When we are young we experience pleasure and it makes us feel better.
We then assume that more pleasure will make us feel better still.
What actually happens is that our bodies and minds become addicted to the thrills of pleasure and we experience ecstatic highs followed by bleak, depressive lows.
Rock music has been shown to stimulate the pleasure centers of the brain. We become addicted to this pleasure. Drugs have a similar effect. It is significant that a lot of rock music contains orgasmic guitar crescendos and dirge-like melodies.
Classical music has a different effect. Much classical music puts the mind into an alpha state or meditative equilibrium.

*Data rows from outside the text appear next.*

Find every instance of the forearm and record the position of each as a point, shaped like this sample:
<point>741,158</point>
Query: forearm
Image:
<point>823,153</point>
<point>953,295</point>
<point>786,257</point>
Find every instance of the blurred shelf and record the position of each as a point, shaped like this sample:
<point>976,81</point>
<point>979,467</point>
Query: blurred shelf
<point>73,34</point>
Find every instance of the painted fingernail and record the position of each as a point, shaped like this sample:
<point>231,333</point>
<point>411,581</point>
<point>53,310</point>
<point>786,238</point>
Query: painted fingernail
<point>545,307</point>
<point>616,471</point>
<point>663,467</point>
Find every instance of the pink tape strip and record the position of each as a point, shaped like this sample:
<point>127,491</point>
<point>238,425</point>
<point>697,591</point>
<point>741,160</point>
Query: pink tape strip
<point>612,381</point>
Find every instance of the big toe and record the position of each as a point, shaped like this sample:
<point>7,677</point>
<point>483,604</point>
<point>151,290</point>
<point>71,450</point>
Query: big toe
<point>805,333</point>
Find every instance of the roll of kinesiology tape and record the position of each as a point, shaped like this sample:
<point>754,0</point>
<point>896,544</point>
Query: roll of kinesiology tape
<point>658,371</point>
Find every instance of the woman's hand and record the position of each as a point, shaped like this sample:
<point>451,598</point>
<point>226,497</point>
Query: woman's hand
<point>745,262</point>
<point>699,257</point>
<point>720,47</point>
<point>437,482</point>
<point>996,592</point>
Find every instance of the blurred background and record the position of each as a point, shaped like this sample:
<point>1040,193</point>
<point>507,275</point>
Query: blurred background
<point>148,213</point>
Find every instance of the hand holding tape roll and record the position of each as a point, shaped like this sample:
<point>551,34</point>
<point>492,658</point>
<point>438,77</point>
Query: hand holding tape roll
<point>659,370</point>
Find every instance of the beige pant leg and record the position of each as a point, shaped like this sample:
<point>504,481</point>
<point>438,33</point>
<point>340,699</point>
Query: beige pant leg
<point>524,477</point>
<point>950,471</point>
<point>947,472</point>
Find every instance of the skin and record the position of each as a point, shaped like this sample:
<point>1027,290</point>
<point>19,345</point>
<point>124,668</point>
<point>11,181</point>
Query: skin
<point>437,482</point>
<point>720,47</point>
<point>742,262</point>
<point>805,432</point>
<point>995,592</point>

Most of us spend our lives alternating between these peak experiences and despairing lows which we cure by another episode of pleasure in order to experience that high again.
This is the great illusion.
It is not that pleasure is bad. It is just not the answer it appears to be.
Through the practice of yoga detachment that we are able to reduce the highs and lows and gain some equilibrium.
It is when we discover love, however, that the picture changes.
At first our moods are dependent on the presence or absence of the loved one (the beloved).
When we discover that giving love is even more satisfying than receiving love we gain some control over our moods.
The more love we give the more love there is to give.
If we them expand the theater of our love to include everyone we experience a stable well-being.
Finally, when, through the practice of prayer and contemplation, we make contact with the divine we discover that God is intimately involved with love.
When we become established in this marriage our anxieties recede.